A Escravidão Africana

A sociedade brasileira formou-se e modificou-se sempre em função das necessidades e interesses econômicos do capitalismo. No século XVI, mais do que nunca, as potências européias precisavam acumular capital: a solução para se chegar a um custo baixo de produção foi a utilização do trabalho escravo. No caso de Portugal essa situação era agravada pelo fato de o país não possuir excedente populacional que pudesse suprir a Colônia. Além disso, os baixos salários não estimulavam a vinda de colonos para o Brasil.

Assim, os portugueses, que já exploravam o mercado africano de escravos, precisaram apenas ampliar o negócio, organizando a transferência dessa mão-de-obra para o Brasil. Ao contrário dos indígenas, os negros africanos já estavam habituados ao trabalho agrícola, ao pastoreio e à utilização de metais.

Na Colônia formaram então duas classes antagônicas: a dos senhores de engenho, vivendo na casa-grande, e a dos negros escravos, na senzala.

Mão-de-obra escrava negra: essencial para a sobrevivência da economia açucareira

"Os escravos são as mão e os pés do senhor de engenho, porque sem eles no Brasil não é possível fazer, conservar e aumentar fazenda, nem ter engenho corrente". Essa afirmação foi feita por Antonil, em Cultura e opulência do Brasil por suas drogas e minas, obra publicada em 1711. A frase expressa com grande realismo o papel do negro na sociedade brasileira.

No ano de 1550, chegou ao Brasil a primeira leva de escravos, que desembarcou em Salvador. No começo, eram trocados por cachaça, fumo, bugigangas, instrumentos de metal e outras quinquilharias. Os principais grupos negros trazidos para o Brasil foram os sudaneses, originários da Nigéria, Daomé e Costa do Ouro: os bantos, de Angola, Congo e Moçambique; e os malês, sudanezes islamizados.
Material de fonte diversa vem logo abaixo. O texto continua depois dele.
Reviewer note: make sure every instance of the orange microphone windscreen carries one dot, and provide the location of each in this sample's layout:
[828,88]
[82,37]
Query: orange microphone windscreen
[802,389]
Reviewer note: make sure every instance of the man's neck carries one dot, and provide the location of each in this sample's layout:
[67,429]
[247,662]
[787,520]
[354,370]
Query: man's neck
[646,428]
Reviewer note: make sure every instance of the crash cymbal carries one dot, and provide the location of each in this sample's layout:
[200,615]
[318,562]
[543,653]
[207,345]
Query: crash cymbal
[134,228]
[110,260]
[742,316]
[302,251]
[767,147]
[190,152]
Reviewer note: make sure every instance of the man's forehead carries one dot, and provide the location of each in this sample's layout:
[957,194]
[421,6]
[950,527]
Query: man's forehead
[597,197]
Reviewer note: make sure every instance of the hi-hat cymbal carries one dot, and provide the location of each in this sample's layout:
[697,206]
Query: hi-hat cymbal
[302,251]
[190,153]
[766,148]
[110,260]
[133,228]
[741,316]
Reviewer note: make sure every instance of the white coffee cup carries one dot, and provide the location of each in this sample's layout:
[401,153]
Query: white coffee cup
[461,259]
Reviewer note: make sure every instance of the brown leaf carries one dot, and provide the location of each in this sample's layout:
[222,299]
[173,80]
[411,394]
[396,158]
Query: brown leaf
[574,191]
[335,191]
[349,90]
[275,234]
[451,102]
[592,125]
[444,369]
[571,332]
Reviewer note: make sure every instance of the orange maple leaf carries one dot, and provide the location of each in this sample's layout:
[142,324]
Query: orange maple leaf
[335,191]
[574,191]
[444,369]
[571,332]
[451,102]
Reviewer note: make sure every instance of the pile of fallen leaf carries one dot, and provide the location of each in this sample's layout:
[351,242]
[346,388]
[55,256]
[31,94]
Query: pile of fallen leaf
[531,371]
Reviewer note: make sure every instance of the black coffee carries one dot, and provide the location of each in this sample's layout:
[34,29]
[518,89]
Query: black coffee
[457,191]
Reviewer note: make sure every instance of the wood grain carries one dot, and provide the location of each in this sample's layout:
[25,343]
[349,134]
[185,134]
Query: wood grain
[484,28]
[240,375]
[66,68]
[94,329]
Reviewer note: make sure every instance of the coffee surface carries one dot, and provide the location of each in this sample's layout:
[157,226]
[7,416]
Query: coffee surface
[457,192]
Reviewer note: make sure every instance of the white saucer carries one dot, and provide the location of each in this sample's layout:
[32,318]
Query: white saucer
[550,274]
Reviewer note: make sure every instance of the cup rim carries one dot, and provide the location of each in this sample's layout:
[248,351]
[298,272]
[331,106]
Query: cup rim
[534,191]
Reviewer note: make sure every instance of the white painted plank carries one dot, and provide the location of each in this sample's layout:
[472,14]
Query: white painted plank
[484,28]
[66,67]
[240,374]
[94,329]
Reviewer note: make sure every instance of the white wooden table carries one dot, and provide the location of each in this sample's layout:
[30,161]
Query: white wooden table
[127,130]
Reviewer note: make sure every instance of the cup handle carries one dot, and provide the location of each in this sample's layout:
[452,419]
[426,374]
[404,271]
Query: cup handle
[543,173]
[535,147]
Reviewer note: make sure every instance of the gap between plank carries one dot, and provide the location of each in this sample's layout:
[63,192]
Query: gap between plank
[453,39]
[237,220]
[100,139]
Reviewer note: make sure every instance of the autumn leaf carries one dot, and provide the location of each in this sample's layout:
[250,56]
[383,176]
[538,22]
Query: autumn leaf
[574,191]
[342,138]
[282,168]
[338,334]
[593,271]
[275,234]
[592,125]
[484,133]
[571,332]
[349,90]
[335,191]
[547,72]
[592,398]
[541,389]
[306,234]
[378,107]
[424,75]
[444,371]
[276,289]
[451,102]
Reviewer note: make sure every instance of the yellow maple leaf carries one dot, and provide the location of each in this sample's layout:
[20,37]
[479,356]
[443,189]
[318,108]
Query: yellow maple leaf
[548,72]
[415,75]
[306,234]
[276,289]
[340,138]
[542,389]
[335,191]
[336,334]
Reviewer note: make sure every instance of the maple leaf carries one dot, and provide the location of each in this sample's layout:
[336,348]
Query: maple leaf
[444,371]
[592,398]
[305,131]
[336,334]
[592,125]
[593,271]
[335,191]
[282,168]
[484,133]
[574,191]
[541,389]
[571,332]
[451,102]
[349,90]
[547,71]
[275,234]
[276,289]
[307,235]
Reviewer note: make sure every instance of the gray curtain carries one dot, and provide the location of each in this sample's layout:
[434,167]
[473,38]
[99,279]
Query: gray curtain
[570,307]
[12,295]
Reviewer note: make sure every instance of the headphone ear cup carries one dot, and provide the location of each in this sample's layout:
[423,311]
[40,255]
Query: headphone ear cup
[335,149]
Cerca de 40% dos negros escravis morriam durante a viagem nos porões dos navios negreiros. E, apesar da grande resistência dos que conseguiam desembarcar na Colônia, duravam como escravos apenas de sete a dez anos.

Toda a riqueza produzida na Colônia era fruto do trabalho escravo. Os negros conviviam com um pequeno número de assalariados, cuja função era vigiá-los e realizar trabalhos que exigiam certos conhecimentos técnicos. Essa situação obedecia ao espírito do capitalismo comercial, que visava obter o máximo de lucros com o mínimo de gastos.

O africano - arrancado de sua terra, de sua família, de sua cultura e trazido para o pesado trabalho escravo - com o tempo procurou formas de expressar sua resistência à escravidão.


 

A substituição da mão-de-obra escrava indígena pela africana ocorreu, progressivamente, a partir de 1570. As principais formas de resistência indígena à escravidão foram as guerras, as fugas e a recusa ao trabalho, além da morte de uma parcela significativa deles. Segundo o historiador Boris Fausto, morreram em torno de 60 mil índios, entre os anos de 1562 e 1563. As causas eram doenças contraídas pelo contato com os brancos, especialmente os jesuítas: sarampo, varíola e gripe, para as quais não tinham defesa biológica. Outro fator bastante importante, se não o mais importante, na substituição de mão-de-obra indígena pela africana, era a necessidade de uma melhor organização da produção açucareira, que assumia um papel cada vez mais importante na economia colonial. Para conseguir dar conta dessa expansão e demanda externa, tornou-se necessária uma mão-de-obra cada vez mais especializada, como a dos africanos, que já lidavam com essa atividade nas propriedades dos portugueses, no litoral da África.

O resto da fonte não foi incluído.